For serious machismo, nothing beats a realistic simulator. On the bargain end, Deer Hunter Electronic Skeet Shoot is an updated old-school-style game that lets you fire at tiny discs that project on your living room wall. If you really want to impress your buds, how about strapping them into a backyard cockpit? Desktop Sims, a small company in Texas, makes its own auto and flight simulator machines. You don’t just play these stand-alone devices, you go inside them. The $1595 Sim Hawk Personal Simulator, for example, is a cockpit big enough for two people. Inside the steel and aluminum shell—made from real airplane parts—there’s the big control board with rudder pedals and headsets. Customizable software plays on a screen while you practice your aeronautics. Barf bag sold separately.
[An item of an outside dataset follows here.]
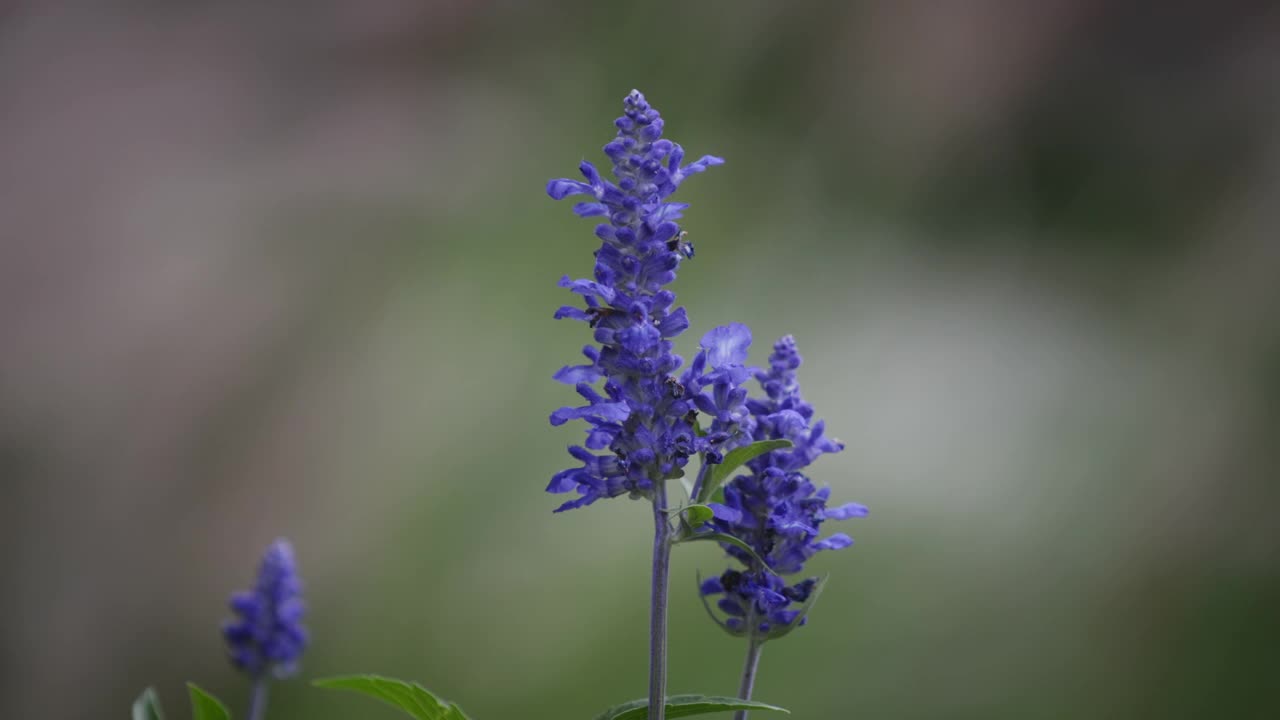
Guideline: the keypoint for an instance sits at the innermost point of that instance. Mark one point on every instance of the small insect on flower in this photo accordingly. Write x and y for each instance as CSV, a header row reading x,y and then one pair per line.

The Lamborghini of sims is undoubtedly the Venturer S2ei Capsule Simulator, available through Neiman-Marcus. Made in England, this $96,000 pod seats two gamers who watch the action on a 33-inch screen. Customized software lets you tear up through your choice of motorcycle or auto races. Supposedly, the sultan of Brunei shelled out for a fleet of these babies for when he wants to blow off some steam. Imagine how many Sega Fishing rods that dude must have.